La corrida renvoie, pour certains, à une image trop « espagnole », ou le taureau est emblématique. La Catalogne elle, a choisi l’âne ! La féria renvoie à Franco qui l’avait en son temps déclarée « bien national »

Écologistes et indépendantistes sont pour l’interdiction, le parti populaire est contre alors que les socialistes et les nationalistes catalans conservent une liberté de vote dont-ils sont d’ailleurs bien embarrassés.
Dans le reste du pays, il semble que les espagnols aient bien compris qu’il s’agissait en fait d’un vote politique sur des sujets politiques plus ou moins masqués.
Les derniers pointages semblaient indiquer qu’une majorité des 135 parlementaires catalans penchaient pour la prohibition des corridas en Catalogne. Les journaux conservateurs, voient dans cette possible prohibition une volonté de revanche des politiques catalans, après un récent arrêt du tribunal constitutionnel rognant certains aspects du statut d’autonomie de la région.

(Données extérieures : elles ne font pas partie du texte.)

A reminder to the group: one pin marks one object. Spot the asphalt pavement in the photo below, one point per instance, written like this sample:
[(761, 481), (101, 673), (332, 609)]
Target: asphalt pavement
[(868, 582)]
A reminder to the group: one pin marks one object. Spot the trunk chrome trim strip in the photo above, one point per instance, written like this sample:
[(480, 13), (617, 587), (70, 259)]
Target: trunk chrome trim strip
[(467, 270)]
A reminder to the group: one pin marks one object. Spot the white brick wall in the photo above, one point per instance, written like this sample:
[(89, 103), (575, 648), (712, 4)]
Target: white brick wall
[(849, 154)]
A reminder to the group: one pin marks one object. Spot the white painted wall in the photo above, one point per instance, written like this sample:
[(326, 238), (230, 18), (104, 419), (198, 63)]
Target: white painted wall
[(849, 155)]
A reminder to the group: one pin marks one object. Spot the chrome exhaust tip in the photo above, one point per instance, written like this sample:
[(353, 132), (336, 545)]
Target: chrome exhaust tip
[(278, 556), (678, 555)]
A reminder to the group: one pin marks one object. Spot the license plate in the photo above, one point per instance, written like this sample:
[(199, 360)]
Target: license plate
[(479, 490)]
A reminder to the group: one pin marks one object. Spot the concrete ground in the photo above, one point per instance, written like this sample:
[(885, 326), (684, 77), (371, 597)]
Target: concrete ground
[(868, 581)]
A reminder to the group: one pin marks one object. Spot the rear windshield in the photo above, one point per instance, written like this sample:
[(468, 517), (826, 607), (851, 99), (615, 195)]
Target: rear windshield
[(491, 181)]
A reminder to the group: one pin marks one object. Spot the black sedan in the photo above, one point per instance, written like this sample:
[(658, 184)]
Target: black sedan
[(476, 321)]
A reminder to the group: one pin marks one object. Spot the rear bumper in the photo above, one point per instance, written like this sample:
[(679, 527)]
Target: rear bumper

Ainsi le taureau n’est en fait qu’un bouc … “émissaire”
En France, on suit aussi le débat depuis des mois, en appréhendant ou anticipant avec joie, selon les convictions, l’impact que cette abolition pourrait avoir sur les arènes hexagonales.  Des élus français ont adressé une lettre aux parlementaires catalans avant le vote où ils leur demandaient de préserver : « Les valeurs de liberté individuelle, de contraste d’opinions et de respect pour les goûts, passions et traditions culturelles de chacun. » La centaine de signataires étant surtout des élus du Sud de la France, où la tradition taurine existe aussi.

Mais comment se fait-il que des débats “idéologiques” soient obligés de se cacher entre des cornes de taureaux ? Pauvre bête …

[cpr Rue89]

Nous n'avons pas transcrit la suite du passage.